Fingers on My Breast, Questions on My Mind
While my doctor’s fingers massaged my breasts and cradled my almond-sized lump, we had a peculiar conversation. She was from the Bay Area but traveled to my tiny community for a brief assignment. My husband and I discovered the lump the previous evening in a romance-busting moment. “I’ll call the clinic in the morning,” I whispered, wishing Dr. Kirk hadn’t closed his practice.
In rural America, it can be hard to get good care. We rely on traveling medical professionals, people who come for brief stints from far away places and often make me feel as if they’re on an assignment with National Geographic. These physicians and nurses sometimes carry the air of an educated foreigner studying lesser life forms in the uncivilized wild.

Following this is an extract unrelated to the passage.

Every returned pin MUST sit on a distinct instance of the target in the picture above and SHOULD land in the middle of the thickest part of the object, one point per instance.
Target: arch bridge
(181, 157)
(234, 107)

The next morning, I put on a pretty wool skirt, thick tights, and a beautiful sweater. Dressing up to see a doctor is part of my strategy to get better service, to be taken seriously. I styled my hair and applied makeup carefully. “So many drugs in your community,” the doctor commented while she probed my breasts. “It’s a shame.” I stared at the ceiling feeling the coolness of her fingertips. My county produces a tremendous amount of pot, and it comes with cash, guns, mean dogs, and other drugs. We’re one of the poorest areas in the state and endure problems associated with poverty.
“I know,” I said. I worried about drugs a lot, especially since our daughter had just turned 10, and isolating her from that world was getting harder. Once, standing with other moms by the soccer field, I overheard a conversation about blow-dryers and fungus. They were talking about a disease on their pot crop while toddlers circled their knees like cats on steroids.
That’s why, last week, I found myself thinking about Lake County while I was in Guatemala. I was doing volunteer work and met a physician at the airport. She told me about a friend there suffering from a serious medical condition. “I looked at his labs,” she said, “and the data was wrong.” The medical resources her friend relied on threatened his survival. “I’m going to manage his case from the U.S.,” she said. We talked about unfairness, how being born poor impacts access to basics other people take for granted.
While we talked, my mind drifted to the consultation that nearly cost me my life. “Don’t worry about it,” the doctor told me after I pulled my beautiful sweater back over my head that day. “Your lump doesn’t meet the characteristics of cancer.”
That didn’t sound right.
From the parking lot, I scheduled a mammogram and put myself on course for survival. An oncologist later told me that without immediate chemotherapy, I’d be dead within three months.
That experience taught me a lot of lessons, but two stand out. First, there’s a world of difference between the haves and the have-nots. Second, poor doesn’t have to mean bad. The doctor who dismissed my lump, who told me “not to worry about it,” could have ordered a mammogram. I wonder if she would have treated a Silicon Valley patient the way.
I know she didn’t mean any harm. And truly, she was an outlier in the army of people who treated me with respect, compassion, and competence.
In an ideal universe, things would be more fair. Wealthy people wouldn’t sip imported seltzer while poor people endure water that makes them sick. Cancer has made me more aware of the gaps in our world, and I’m grateful I didn’t lose my life to one of them.